Question. Is it true that for every $n$ there exists a compact $n$-dimensional manifold $N^n$ so that every open $n$-dimensional manifold $M^n$ admits an immersion in $N^n$? (In this context an immersion is just a local diffeomorphism.)
I think that the answer is positive and that the manifolds $N$ are connected sums of products of projective spaces of various dimensions.
Edit: Igor noted that real-projective spaces are not enough, one should include complex-projective spaces as factors in the products. (The reason I think that products real and complex projective spaces are the right thing to use is that real and complex projective spaces generate rings of unoriented and oriented cobordisms.)
Some background: As we know very well, not every manifold admits an open embedding in a compact manifold. For instance, the infinite connected sum of 2-dimensional tori does not. However, it is easy to prove that every open surface admits an immersion in ${\mathbb R}P^2$. Whitehead proved that every open oriented 3-dimensional manifold admits an immersion in ${\mathbb R}^3$ (and, hence, to any 3-dimensional manifold).

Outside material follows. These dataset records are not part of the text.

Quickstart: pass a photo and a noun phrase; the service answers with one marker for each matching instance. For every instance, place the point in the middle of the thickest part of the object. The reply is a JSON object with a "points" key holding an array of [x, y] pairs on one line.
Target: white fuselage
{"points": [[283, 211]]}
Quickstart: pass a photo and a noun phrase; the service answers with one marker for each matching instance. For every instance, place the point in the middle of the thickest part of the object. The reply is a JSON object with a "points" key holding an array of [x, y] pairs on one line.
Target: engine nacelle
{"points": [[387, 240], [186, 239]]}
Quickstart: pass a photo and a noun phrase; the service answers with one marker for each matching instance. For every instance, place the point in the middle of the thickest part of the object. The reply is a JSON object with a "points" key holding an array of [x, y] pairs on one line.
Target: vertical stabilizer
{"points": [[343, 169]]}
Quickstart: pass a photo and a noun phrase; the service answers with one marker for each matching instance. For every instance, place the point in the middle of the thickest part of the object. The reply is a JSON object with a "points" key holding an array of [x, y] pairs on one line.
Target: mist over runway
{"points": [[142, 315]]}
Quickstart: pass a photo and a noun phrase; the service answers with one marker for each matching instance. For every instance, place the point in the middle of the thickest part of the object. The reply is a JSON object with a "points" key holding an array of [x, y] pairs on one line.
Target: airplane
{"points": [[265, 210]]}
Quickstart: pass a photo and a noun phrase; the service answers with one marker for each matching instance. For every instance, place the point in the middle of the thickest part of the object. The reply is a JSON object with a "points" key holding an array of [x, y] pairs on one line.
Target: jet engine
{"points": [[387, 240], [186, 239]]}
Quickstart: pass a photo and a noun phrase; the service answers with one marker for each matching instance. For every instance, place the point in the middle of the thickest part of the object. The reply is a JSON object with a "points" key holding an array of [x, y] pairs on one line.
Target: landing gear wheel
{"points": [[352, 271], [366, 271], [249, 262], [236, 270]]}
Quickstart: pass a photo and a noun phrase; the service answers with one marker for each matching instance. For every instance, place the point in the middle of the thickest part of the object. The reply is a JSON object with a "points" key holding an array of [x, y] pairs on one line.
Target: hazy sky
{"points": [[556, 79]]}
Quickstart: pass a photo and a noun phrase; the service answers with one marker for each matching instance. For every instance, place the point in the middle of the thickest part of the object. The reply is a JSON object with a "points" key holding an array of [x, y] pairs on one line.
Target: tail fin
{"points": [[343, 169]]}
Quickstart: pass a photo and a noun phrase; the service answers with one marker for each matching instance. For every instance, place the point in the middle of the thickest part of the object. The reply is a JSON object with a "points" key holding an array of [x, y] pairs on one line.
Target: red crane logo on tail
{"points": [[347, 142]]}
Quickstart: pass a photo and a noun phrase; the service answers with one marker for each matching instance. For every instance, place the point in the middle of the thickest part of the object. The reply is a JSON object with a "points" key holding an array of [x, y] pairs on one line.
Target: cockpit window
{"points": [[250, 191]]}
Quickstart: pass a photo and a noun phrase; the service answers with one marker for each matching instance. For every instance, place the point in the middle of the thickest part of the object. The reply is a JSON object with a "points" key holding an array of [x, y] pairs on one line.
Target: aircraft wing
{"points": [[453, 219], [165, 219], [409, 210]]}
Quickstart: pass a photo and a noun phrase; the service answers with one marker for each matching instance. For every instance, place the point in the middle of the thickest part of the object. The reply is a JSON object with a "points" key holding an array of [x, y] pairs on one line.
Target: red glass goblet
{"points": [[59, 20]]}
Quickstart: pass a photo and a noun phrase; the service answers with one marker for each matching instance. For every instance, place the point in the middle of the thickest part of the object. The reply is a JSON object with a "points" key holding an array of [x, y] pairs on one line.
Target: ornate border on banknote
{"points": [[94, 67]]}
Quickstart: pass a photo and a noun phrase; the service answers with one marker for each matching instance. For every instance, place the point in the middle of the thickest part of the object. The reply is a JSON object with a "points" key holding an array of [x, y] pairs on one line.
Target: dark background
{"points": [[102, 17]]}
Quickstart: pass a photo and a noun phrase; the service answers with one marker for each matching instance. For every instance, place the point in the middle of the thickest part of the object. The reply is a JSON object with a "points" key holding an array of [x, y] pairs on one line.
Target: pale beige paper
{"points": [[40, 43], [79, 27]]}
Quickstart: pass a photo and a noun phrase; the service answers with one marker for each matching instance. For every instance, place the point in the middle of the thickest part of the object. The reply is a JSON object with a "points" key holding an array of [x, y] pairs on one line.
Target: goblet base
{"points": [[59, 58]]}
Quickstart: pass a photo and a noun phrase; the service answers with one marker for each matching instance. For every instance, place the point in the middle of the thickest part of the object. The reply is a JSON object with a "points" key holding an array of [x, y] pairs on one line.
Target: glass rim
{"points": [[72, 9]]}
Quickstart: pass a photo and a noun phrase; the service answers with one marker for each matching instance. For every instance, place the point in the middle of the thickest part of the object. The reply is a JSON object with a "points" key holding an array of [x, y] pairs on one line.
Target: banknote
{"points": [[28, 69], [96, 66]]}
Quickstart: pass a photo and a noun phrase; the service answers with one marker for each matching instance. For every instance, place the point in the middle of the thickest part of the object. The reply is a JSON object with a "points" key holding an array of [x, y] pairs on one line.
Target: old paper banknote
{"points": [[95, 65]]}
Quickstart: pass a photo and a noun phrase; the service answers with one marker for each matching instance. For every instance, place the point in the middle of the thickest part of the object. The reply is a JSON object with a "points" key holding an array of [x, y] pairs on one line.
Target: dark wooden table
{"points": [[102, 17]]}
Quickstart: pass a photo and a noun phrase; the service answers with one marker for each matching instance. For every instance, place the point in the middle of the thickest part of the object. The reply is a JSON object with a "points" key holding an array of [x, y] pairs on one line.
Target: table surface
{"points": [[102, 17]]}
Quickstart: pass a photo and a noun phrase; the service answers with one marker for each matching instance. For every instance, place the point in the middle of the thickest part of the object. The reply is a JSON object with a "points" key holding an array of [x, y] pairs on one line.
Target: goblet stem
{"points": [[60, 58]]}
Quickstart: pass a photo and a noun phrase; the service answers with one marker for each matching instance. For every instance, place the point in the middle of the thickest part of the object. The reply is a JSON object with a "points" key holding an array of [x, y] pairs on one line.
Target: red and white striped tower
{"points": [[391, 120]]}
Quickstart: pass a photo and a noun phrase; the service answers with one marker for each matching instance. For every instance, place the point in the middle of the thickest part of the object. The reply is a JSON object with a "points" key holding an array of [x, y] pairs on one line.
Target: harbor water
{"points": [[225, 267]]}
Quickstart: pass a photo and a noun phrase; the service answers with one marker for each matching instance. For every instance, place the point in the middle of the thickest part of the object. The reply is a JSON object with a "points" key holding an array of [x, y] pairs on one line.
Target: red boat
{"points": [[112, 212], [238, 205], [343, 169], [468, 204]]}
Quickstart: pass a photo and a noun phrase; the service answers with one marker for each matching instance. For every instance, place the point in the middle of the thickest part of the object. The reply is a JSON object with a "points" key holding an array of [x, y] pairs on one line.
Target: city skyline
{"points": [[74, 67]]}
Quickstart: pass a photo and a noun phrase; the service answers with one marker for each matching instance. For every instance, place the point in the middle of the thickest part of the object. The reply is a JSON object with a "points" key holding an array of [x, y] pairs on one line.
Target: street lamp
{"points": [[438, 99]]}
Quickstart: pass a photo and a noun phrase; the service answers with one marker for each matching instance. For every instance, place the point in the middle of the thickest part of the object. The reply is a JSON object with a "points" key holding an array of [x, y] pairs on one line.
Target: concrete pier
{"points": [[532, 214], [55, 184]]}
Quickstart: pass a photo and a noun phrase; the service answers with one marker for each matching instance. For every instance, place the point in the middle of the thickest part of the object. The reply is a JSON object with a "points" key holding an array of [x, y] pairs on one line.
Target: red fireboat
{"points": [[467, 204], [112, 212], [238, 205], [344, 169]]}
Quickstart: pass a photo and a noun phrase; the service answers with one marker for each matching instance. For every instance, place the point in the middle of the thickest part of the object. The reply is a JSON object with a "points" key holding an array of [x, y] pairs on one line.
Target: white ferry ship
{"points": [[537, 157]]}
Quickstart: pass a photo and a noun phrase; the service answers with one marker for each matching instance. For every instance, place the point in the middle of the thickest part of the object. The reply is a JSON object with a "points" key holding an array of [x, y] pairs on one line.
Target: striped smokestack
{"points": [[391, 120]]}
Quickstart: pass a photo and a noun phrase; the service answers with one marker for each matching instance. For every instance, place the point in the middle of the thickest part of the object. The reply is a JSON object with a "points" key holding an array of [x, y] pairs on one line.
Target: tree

I also convinced myself (although I do not have a complete proof) that every open non-orinentable 3-manifold admits an immersion in ${\mathbb R}P^2\times S^1$. More generally, every open paralelizable $n$-manifold admits an immersion in ${\mathbb R}^n$. This is a special case of the Hirsch-Smale immersion theory, which reduces existence of immersion from an open manifold to a homotopy-theoretic question about maps of tangent bundles.